I recently photographed free-flying butterflies with a Macro Ring Lite MR-14EX II fitted to the EF 100mm f/2.8L Macro IS USM lens on my EOS 7D Mark II. This setup proved to be a fantastic combination and enabled me to capture pictures that have evaded me in the past.
Since the EOS 7D Mark II is a crop sensor camera I could increase the working distance between me and the butterflies, which also helped with depth of field too. That said many of the pictures in this post were taken at f/11 or more to get sufficient depth of field. I even had some success in capturing photos of butterflies in-flight.
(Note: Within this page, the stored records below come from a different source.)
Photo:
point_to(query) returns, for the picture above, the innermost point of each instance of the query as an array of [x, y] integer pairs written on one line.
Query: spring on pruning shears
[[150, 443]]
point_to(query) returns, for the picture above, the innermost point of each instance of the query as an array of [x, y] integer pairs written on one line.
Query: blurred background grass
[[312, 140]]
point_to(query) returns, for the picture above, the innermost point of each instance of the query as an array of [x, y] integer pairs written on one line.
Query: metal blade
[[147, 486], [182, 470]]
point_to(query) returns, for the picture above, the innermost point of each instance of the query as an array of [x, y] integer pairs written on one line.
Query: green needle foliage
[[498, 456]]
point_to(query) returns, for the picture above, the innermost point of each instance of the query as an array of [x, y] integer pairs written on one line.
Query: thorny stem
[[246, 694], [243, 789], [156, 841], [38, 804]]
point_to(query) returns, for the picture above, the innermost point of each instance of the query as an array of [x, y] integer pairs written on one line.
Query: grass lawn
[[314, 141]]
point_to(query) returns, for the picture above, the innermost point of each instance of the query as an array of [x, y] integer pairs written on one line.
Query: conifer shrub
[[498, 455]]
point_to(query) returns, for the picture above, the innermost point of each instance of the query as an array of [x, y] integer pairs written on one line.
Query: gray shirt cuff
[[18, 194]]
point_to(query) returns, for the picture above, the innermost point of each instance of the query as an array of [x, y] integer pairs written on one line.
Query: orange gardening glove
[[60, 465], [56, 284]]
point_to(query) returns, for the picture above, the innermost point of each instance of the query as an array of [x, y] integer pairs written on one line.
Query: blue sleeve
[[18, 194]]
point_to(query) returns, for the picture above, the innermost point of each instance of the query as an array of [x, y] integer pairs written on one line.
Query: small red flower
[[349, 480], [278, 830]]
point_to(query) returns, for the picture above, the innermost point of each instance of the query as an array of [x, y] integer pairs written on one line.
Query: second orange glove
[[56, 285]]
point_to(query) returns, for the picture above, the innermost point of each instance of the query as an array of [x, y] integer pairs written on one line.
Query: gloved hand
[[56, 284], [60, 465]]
For these photos I set the camera to manual mode, and set the shutter speed, aperture and ISO so that the backgrounds would be rendered relatively dark, then the MR-14EX II was set to E-TTL flash.
These butterflies were photographed once they had landed on the flowers and plants.
Butterflies in flight
With some initial success I opted to try some in-flight shots of the butterflies, this is a whole new level of complexity. They move fast, depth of field is limited, even at f/11 or more. I used AI Servo and Zone AF for these shots, and had my camera setup for back button AF.
The MR-14EX II
The MR-14EX II is a fantastic light source for macro, it’s often used by dentists for photos of your teeth these days, but with separate ratio control of the left and right sides of the flash tube you can achieve some fantastic results. For most of these pictures I used it with the tubes set to the same power level and it gives soft largely shadowless light – it is comparatively large against a butterfly.
The missing link – Macro adapter 67c
If you have the Canon EF 100mm f/2.8L Macro IS USM lens, then you need to get the separate Macro Adapter 67c that screws in to the lens filter thread and allows the MR-14EX II to fit. The EF 50mm f/2.5 Macro, EF-S 60mm f/2.8 Macro USM and EF 100mm f/2.8 Macro USM lenses all have a built-in fitting for the ring flashes.